Single-family Passive House homes were built years prior to the multifamily projects, as the standard was originally geared toward single-family homes, according to Isaac Elnecave, policy specialist at Phius. Illinois has 20 Passive House single-family homes underway or completed, 13 of which are in the Chicago area, according to Phius’ certified project database.
Chicago’s building code was changed to accommodate the Passive House standard in 2022 with the adoption of the Chicago Energy Transformation Code, which allows Phius-certified buildings as an alternative method of compliance with building energy codes.

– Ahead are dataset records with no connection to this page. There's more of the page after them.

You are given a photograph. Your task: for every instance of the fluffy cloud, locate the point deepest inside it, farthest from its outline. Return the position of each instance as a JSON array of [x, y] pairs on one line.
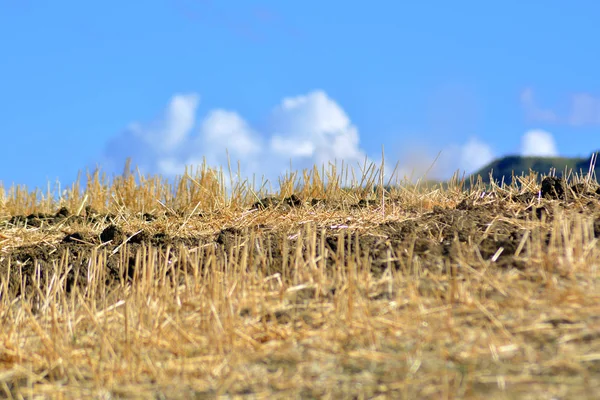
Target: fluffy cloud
[[538, 143], [308, 130]]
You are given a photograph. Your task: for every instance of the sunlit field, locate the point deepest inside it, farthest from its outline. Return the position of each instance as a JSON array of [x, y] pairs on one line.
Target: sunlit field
[[337, 285]]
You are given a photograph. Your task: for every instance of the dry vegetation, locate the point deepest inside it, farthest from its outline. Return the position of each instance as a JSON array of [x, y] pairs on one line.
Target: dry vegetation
[[136, 288]]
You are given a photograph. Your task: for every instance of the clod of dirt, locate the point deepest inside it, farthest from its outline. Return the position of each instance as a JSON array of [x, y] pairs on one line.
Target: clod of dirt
[[526, 197], [553, 188], [465, 204], [148, 217], [63, 212], [112, 233], [266, 202], [227, 236], [74, 237], [579, 188], [293, 201], [365, 203]]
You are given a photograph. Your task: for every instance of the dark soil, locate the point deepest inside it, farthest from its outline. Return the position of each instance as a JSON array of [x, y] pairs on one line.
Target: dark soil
[[436, 239]]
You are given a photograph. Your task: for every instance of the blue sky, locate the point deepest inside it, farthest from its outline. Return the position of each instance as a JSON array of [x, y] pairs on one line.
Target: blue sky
[[169, 82]]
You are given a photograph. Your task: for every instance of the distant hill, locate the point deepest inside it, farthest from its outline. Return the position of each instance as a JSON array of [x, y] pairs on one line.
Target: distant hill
[[505, 166]]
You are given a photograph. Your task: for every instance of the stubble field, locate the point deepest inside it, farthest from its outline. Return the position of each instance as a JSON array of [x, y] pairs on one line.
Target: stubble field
[[140, 288]]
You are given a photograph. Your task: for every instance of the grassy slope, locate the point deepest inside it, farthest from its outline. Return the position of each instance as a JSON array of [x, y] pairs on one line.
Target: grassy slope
[[503, 168], [421, 294]]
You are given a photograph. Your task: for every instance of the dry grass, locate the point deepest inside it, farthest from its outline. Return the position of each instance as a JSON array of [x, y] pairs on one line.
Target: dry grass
[[420, 293]]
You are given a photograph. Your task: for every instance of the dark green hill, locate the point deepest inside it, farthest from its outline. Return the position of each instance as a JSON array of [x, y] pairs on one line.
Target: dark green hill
[[505, 166]]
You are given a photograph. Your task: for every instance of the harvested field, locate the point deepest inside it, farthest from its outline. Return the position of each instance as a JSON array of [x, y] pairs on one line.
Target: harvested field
[[139, 288]]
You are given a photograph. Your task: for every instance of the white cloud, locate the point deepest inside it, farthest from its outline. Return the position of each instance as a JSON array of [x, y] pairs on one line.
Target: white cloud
[[308, 130], [533, 111], [585, 110], [538, 143]]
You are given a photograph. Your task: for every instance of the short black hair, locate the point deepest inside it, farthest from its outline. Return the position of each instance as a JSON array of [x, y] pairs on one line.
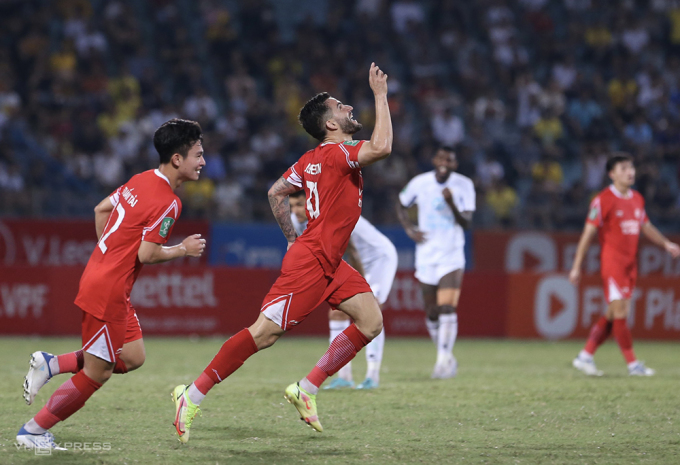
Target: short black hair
[[615, 159], [176, 136], [312, 115], [300, 193]]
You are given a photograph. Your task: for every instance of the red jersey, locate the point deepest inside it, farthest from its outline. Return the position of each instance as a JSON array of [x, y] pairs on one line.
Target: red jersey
[[331, 177], [619, 219], [146, 208]]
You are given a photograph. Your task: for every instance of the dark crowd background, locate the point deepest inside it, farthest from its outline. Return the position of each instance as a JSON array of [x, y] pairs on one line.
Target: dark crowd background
[[533, 94]]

A statewide building energy code will be implemented soon, Elnecave said.
CJ Miller, left, and Tom Deneen install a trunk line for an HVAC system that will supply fresh air in the Conservatory Apartments in Garfield Park on Aug. 2, 2023. The system reuses conditioned air for energy savings. “I truly believe this is the way we’re going to build in the future,” said Susan King, principal with HED Architects and the architect for the project. “We have to be more conservative with our resources.”
548 Enterprise’s two multifamily Passive House projects are expected to break ground either at the end of this year or early next year.